Asgari ücret hesaplamasında karbonhidrat ağırlıklı beslenmenin önerildiğini dile getiren Başaraner, “Bunu hesaplayanlar işçilerin et yemesini akıllarına bile getirmedi. Asgari ücret ile geçinen milyonlarca işçinin evi yok, kira ödemek zorundalar. Elektrik, doğalgaz, su ve internet faturalarını ödemek zorundalar. Bu asgari ücret hangi işçiye veya hangi emekçiye yeter. Ücreti belirleyenler bunu çocuklarına cep harçlığı olarak veriyor. Bunu düşünmeyen insanlar bize açlık sınırını dayatıyor. Türkiye’de iktidar ve sermayenin çıkar ilişkileri yüzden işçiler açlığa mahkûm edildi. Ne yazık ki işçi sendikaları da açlık sınırı üzerinden bir hesap yapmakta. Kimse yoksulluk sınırını bile alamıyor. Yoksulluk sınırı bugün 8 bin TL. Bir işçinin maaşı 8 bin liradan aşağı olmamalıdır" ifadelerini kullandı. 

ÖRGÜTLÜ MÜCADELE ÇAĞRISI

Salgın sürecinde işten çıkartılmanın yasaklandığını ancak patronların Anayasa'da var olan boşluklara dayanarak işten çıkarmalara devam ettiğini belirten Başaraner,  şöyle dedi: “Patronlar, Anayasa’nın 25/2 maddesine (Hırsızlık, iş yerinde huzuru bozmak, cinsel sitismar) dayanarak işçileri çıkarıyor. Bu tür suçlar Sosyal Güvenlik Kurumu (SGK) kaydına da işlendiği için başka işyerlerine gittiklerinde iş bulmakta güçlük çekiyorlar. 25/2 maddesi ile patronlar istediği yere saldırıyor istediği işçiye uyguluyor ve patronun bunu ispat diye bir zorunluluğu da yok. İşçilerin bir arada durmasını engellemek için kullanılan bir yasa maddesine dönmüş durumda. Bunu ortadan kaldırmak ancak işçilerin mücadelesiyle olur.” 

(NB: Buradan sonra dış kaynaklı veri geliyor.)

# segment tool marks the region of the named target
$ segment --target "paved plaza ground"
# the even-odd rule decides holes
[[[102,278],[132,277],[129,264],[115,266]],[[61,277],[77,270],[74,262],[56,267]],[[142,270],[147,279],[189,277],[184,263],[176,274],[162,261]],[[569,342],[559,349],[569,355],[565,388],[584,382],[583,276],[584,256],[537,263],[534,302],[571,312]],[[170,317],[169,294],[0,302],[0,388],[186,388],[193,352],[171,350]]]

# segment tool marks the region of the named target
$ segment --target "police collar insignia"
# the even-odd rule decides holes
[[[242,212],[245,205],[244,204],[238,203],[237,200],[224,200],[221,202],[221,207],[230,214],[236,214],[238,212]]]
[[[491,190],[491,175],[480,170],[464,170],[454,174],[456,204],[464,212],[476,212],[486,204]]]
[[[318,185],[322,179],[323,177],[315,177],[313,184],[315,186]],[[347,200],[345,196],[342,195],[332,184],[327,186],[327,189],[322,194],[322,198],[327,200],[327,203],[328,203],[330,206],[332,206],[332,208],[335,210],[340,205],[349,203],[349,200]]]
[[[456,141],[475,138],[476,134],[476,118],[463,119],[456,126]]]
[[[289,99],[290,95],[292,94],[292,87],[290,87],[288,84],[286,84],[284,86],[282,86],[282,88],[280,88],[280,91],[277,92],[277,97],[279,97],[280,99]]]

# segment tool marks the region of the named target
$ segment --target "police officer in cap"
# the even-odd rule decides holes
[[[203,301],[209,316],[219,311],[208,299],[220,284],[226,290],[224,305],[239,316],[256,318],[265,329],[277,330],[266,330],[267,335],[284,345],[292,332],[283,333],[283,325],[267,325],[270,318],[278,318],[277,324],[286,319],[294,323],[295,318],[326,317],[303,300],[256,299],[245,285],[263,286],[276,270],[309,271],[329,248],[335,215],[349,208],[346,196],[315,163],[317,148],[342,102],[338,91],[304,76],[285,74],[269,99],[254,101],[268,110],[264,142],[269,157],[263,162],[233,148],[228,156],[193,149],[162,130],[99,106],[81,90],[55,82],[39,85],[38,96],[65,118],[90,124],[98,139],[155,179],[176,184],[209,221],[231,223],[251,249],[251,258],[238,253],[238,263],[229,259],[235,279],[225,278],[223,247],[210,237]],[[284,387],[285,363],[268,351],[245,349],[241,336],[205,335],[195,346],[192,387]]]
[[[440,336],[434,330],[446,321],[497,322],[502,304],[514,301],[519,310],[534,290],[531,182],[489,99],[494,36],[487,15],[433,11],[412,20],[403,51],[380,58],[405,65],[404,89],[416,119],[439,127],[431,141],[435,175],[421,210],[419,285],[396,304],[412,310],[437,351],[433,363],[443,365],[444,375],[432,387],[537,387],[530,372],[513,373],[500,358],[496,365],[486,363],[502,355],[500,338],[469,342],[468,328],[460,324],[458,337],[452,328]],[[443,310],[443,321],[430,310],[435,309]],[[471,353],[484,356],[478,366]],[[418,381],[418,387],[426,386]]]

Binlerce işçiyle bir araya geldiklerini, işyerinde yaşanan sorunlar ve çözümüne ilişkin toplantılar düzenlediklerini söyleyen Başaraner, Ege Bölgesi’nde ve İzmir’de sanayi tesisi ve fabrikaların çok yoğun olmasına rağmen sendikaya üye olanların oranının çok düşük olduğunu kaydetti. Başaraner, son yıllarda örgütlenme oranı artsa da işverenlerin durumu tespit etmesiyle işçilerin işten çıkartıldığını dile getirerek, “İşçiler ortak hareket ettiği sürece haklarını genişletebilir” diyerek örgütlü mücadeleye çağırdı.